NATO事務総長が戦車供与の現状をアナウンスした理由

 4月下旬、NATOのストルテンベルグ事務総長は「NATOと友好国は戦車230台以上、装甲車両1550台以上をウクライナに供与した」と表明、約束した数の98%以上に達すると断言した。

 これは前述の9個旅団の戦車、装甲車・自走砲数と大差がなく、図らずも流出機密文書の信憑性の高さを立証する格好だ。このため「NATO首脳がわざわざこの時期にアナウンスするのには、何か裏があるのでは?」と、専門家の間では虚々実々の情報戦が展開されているのでは、との見方が支配的だ。

レオパルト2の操作と保守についてウクライナ軍に訓練を行うスペイン軍(写真:ロイター/アフロ)

 さて、12個の旅団が用意されていると見られる反転攻勢軍団のうち、9個旅団の他にも国内で訓練中の旅団3個が存在するようだが、これについては情報が皆無に近い。

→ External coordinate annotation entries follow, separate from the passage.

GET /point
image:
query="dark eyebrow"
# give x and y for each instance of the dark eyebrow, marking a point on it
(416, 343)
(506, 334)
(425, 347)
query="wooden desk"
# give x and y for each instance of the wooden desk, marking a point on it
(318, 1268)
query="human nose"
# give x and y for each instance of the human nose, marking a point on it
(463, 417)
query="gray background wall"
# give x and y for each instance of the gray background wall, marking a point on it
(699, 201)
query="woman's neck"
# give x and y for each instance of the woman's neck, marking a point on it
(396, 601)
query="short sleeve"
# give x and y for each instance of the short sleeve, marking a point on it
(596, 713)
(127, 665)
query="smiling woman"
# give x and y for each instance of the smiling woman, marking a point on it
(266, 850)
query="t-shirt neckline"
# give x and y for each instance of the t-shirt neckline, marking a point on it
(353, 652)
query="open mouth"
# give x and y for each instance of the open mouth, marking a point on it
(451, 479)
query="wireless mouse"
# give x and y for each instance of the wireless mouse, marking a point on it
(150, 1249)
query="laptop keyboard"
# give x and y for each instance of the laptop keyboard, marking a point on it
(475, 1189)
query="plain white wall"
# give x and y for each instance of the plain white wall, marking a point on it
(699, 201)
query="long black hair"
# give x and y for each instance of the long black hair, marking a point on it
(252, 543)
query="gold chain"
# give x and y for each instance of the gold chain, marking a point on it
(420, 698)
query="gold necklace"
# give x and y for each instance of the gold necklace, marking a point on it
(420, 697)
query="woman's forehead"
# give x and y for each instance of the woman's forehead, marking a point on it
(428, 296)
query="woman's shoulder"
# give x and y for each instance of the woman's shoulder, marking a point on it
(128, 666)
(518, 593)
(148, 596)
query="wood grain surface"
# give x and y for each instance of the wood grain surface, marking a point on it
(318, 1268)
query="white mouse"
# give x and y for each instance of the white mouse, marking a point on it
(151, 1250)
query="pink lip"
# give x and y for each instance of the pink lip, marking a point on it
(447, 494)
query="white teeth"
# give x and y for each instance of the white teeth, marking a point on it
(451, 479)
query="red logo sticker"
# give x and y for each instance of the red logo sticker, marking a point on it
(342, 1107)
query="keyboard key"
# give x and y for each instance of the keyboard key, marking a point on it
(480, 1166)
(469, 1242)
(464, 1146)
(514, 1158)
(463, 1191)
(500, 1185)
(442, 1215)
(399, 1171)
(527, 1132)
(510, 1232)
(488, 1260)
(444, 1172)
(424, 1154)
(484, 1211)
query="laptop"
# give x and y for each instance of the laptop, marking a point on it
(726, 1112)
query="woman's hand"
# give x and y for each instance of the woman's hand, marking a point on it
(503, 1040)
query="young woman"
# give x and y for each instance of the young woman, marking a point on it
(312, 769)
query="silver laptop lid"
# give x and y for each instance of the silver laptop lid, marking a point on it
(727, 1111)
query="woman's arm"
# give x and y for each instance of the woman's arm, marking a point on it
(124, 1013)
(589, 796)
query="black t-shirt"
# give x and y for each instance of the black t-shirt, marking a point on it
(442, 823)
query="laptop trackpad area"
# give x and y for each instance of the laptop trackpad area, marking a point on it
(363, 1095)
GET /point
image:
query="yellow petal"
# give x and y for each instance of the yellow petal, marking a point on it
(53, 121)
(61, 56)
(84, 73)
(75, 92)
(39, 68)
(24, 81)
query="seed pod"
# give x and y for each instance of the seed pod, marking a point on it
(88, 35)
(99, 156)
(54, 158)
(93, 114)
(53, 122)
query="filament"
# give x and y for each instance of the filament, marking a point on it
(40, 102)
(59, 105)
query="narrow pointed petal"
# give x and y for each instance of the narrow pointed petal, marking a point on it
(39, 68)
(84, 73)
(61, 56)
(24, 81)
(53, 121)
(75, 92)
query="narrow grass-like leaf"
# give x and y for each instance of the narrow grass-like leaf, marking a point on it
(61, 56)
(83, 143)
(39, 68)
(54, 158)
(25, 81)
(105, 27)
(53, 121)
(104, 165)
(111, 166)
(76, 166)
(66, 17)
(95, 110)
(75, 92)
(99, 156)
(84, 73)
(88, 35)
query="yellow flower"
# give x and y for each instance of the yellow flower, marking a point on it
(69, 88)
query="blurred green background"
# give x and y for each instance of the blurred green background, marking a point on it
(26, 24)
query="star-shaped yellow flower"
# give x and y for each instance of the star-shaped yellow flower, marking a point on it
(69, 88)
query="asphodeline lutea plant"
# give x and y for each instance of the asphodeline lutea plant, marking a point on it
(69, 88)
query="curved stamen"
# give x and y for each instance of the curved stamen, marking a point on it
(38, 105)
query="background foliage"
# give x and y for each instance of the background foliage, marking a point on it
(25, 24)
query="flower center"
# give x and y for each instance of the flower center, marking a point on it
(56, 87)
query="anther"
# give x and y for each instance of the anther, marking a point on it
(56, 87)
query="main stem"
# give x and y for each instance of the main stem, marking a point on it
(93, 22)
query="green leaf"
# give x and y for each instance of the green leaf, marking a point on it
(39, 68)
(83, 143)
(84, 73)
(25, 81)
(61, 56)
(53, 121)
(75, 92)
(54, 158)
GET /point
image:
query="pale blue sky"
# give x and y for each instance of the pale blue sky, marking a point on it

一説には、実はこれこそが作戦の主軸で、1個はレオ2、もう1個は1世代前の独製「レオパルト1」(レオ1)をそれぞれ90台前後備えた“最強戦車旅団”では、との深読みもある。

 レオ1は多少打撃力で劣るものの、レオ2と同等レベルの性能を誇る照準システム(FCS/射撃統制装置)を持ち命中精度に優れる。

 さらには「供与は当分先とアメリカが念押しする米製M1A1(M1の120mm砲搭載型)の引き渡しと戦車部隊訓練も、実は秘密裏に進められ“M1A1旅団”1個も仕上がっている」と勘繰る声もある。